The HHI is suitable for reflecting market power because of its emphasis on large shares and its insensitivity for small shares. To illustrate, in a market with many companies which sell very small numbers of products, these companies would be of little or no importance for estimating the extent of market separation. In psychological science, the HHI can be used for analyzing group membership {Ex. 8} and market segregation {Ex. 9} in social and marketing psychological applications. If used for outlier detection {Ex. 1}, its negligence of small unit shares makes the HHI only sensitive for outliers at the high end (whereas not at the low end) of the unit distribution. For applications to categorical variables, N needs to be relatively large, as the urn model with replacement is only asymptotically correct under such circumstances. For small-N applications, indices from section Simpson Index, Gini-Simpson Index, and Inverse Simpson Index should be used instead.

Simpson Index, Gini-Simpson Index, and Inverse Simpson Index

The Simpson index (Simpson, 1949) is intended for categorical variables and mainly used for the quantification of biodiversity (Hill, 1973; Jost, 2006). For large N, the Simpson index and the Herfindahl-Hirschman index converge in value. However, numerical differences may be large for small N. The Simpson index then is the appropriate and correct measure.

The Simpson index is defined as the probability that two randomly selected units (e.g., individuals) belong to the same component (e.g., group), and its limits are 0 (0%) and 1 (100%). It is a measure of inequality and based on an urn model without replacement (i.e., drawing random units decreases the components' unit share). The complementary probability of the Simpson index (1–S), denominated as Gini-Simpson index, can be interpreted as the probability that two randomly selected units belong to different components. The inverse Simpson index (i.e., its reciprocal value, 1/S) maps the values of the Simpson index onto the interval [1, ∞], with positive infinity corresponding to a probability of 0 for the Simpson index and 1 to a probability of 1. The Gini-Simpson index and the inverse Simpson index are measures of equality.

For psychological science, the Simpson index and the Gini-Simpson index appear equally appealing, as they provide straightforwardly interpretable, dimensionless numerical information (namely, probabilities) to quantify diversity in categorical variables, such as diagnoses {Ex. 10}, sexual orientation {Ex. 11}, or discrete preferences and traits, like handedness (e.g., Tran et al., 2014) {Ex. 12}. All three indices are especially appealing for small-sample applications, under which conditions the usage of the HHI would be inappropriate (e.g., country of origin in systematic reviews and meta-analyses encompassing only a few, up to a couple of dozen, primary studies {Ex. 13}).

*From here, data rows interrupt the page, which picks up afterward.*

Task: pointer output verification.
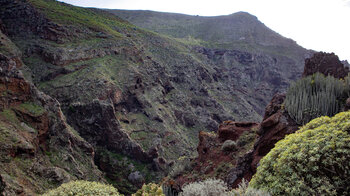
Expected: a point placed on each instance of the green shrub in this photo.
(182, 165)
(244, 190)
(209, 187)
(312, 161)
(229, 146)
(315, 96)
(83, 188)
(150, 189)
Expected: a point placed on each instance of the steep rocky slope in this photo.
(246, 53)
(38, 149)
(253, 141)
(138, 97)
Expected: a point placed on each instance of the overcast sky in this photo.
(322, 25)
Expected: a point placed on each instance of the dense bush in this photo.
(209, 187)
(244, 190)
(150, 189)
(312, 161)
(182, 165)
(315, 96)
(83, 188)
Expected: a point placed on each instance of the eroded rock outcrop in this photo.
(274, 127)
(218, 152)
(38, 149)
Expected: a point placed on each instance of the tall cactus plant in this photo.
(316, 96)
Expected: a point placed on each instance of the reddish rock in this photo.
(230, 130)
(325, 63)
(274, 127)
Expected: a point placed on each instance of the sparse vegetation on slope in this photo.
(315, 96)
(312, 161)
(84, 188)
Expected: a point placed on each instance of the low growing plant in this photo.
(150, 189)
(312, 161)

Measures Based on the Entropy Model

Entropy is a measure for the degree of disarray, disorganization, or unpredictability in diverse physical systems (particularly, in thermodynamics) and for uncertainty in information theory. Its usage as a measure of inequality follows the idea that, in the case of categorical variables, components (e.g., diagnoses) occurring very frequently or very rarely have low information content by their nature, whereas components occurring with medium probability naturally carry much higher information content. Thus, discrete distributions with more components, or with components having more evenly distributed units, carry a higher total information content than distributions with less evenly distributed units or, at the extreme, only one component. The Shannon index is intended for categorical variables, whereas the generalized entropy index and the Theil index for metric variables.

Shannon Index

The Shannon index (Shannon, 1948; Shannon and Weaver, 1949) was originally devised to determine the information content of a message (e.g., different letters occurring in a text; Voracek et al., 2007 {Ex. 14}). However, it is also utilized for the examination of species diversity in ecosystems (Spellerberg and Fedor, 2003). The Shannon index relates the uncertainty of an event to the gain of the received information. A maximum of information is gained when the certainty of a given unit is minimal, namely those observed with a probability of 0.5 (or proportion of 50%) for dichotomous (yes vs. no) outcomes. The more certain the occurrence of the next unit (regardless of whether it is highly likely or highly unlikely), the lower the respective information content.

The quantity of bit (representing a logical state with a single value, out of two possible values) is common as the basic unit of information within information theory; hence, the binary logarithm (log2) is often used calculating the Shannon index. However, using other logarithmic bases is also feasible, such as the natural logarithm (ln) or the logarithm to the base of 10 (log10). For log2, the Shannon index can be interpreted as the average number of yes/no-questions that must be asked to determine to which component a randomly selected unit of the distribution belongs to. For example, a string consisting only of “A” s would result in a Shannon index of 0 because, trivially, every letter is an “A.” The event of having an “A” on every position is 100% sure. In contrast, the string “ABCD” with evenly distributed letters would result in a Shannon index of 2, because two questions would be sufficient to determine each letter (namely, the first question being: “AB or CD?”; and the second question being: “A or B?” or, equivalently, “C or D?”). Duplicating each letter (“AABBCCDD”) would result in the same Shannon index as for the string “ABCD.” Null entries are ignored. The Shannon index has a lower bound of 0 and an upper bound determined by the respective logarithm (whichever is used) of k (the number of components, i.e., categories).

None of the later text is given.